MIT researchers outfitted their cube robot with shock-absorbing “skins” (left) that transfer less than half of the energy that would normally be transferred to the ground.

3-D-printed robots with shock-absorbing skins

By “programming” customized soft materials, CSAIL team can 3-D print safer, nimbler, more durable robots.

Anyone who’s watched drone videos or an episode of “BattleBots” knows that robots can break — and often it’s because they don’t have the proper padding to protect themselves.

But this week researchers at MIT’s Computer Science and Artificial Intelligence Laboratory (CSAIL) will present a new method for 3-D printing soft materials that make robots safer and more precise in their movements — and that could be used to improve the durability of drones, phones, shoes, helmets, and more.

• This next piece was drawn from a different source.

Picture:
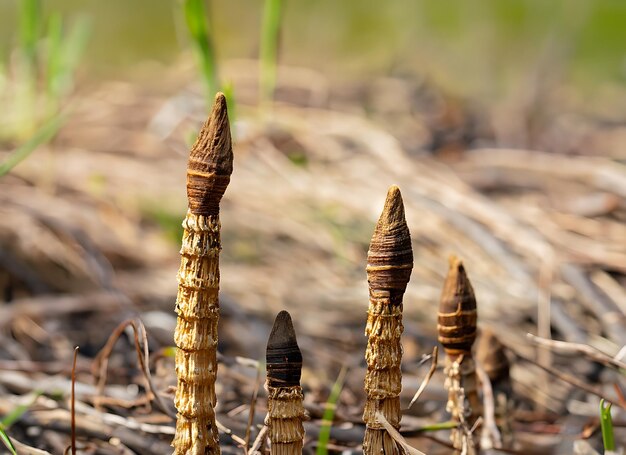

The team’s “programmable viscoelastic material” (PVM) technique allows users to program every single part of a 3D-printed object to the exact levels of stiffness and elasticity they want, depending on the task they need for it.

For example, after 3-D printing a cube robot that moves by bouncing, the researchers outfitted it with shock-absorbing “skins” that use only 1/250 the amount of energy it transfers to the ground.

“That reduction makes all the difference for preventing a rotor from breaking off of a drone or a sensor from cracking when it hits the floor,” says CSAIL Director Daniela Rus, who oversaw the project and co-wrote a related paper. “These materials allow us to 3-D print robots with visco-elastic properties that can be inputted by the user at print-time as part of the fabrication process.”

The skins also allow the robot to land nearly four times more precisely, suggesting that similar shock absorbers could be used to help extend the lifespan of delivery drones like the ones being developed by Amazon and Google.

The new paper will be presented at next week’s IEEE/RSJ International Conference on Intelligent Robots and Systems in Korea. It was written by Rus alongside three postdocs: lead authors Robert MacCurdy and Jeffrey Lipton, as well as third author Shuguang Li.

Putting a damper on things

There are many reasons for dampers, from controlling the notes of a piano, to keeping car tires on the ground, to protecting structures like radio towers from storms.

The most common damper materials are “viscoelastics” like rubber and plastic that have both solid and liquid qualities. Viscoelastics are cheap, compact, and easy to find, but are generally only commercially available in specific sizes and at specific damping levels because of how time-consuming it is to customize them.

The solution, the team realized, was 3-D printing. By being able to deposit materials with different mechanical properties into a design, 3-D printing allows users to “program” material to their exact needs for every single part of an object.

“It’s hard to customize soft objects using existing fabrication methods, since you need to do injection moulding or some other industrial process,” says Lipton. “3-D printing opens up more possibilities and lets us ask the question, ‘can we make things we couldn’t make before?”

Using a standard 3-D printer, the team used a solid, a liquid, and a flexible rubber-like material called TangoBlack+ to print both the cube and its skins. The PVM process is related to Rus’ previous 3-D printed robotics work, with an inkjet depositing droplets of different material layer-by-layer and then using UV light to solidify the non-liquids.

The cube robot includes a rigid body, two motors, a microcontroller, battery, and inertial measurement unit sensors. Four layers of looped metal strip serve as the springs that propel the cube.

“By combining multiple materials to achieve properties that are outside the range of the base material, this work pushes the envelope of what’s possible to print,” says Hod Lipson, a professor of engineering at Columbia University and co-author of “Fabricated: The New World of 3-D Printing.” “On top of that, being able to do this in a single print-job raises the bar for additive manufacturing.”

Rus says that PVMs could have many other protective uses, including shock-absorbing running shoes and headgear. By damping the motion brought about by robots’ motors, for example, PVMs are not only able to protect sensitive parts like cameras and sensors, but can also actually make the robots easier to control.

“Being able to program different regions of an object has important implications for things like helmets,” says MacCurdy. “You could have certain parts made of materials that are comfortable for your head to rest on, and other shock-absorbing materials for the sections that are most likely to be impacted in a collision.”

This work was supported by a grant from the National Science Foundation.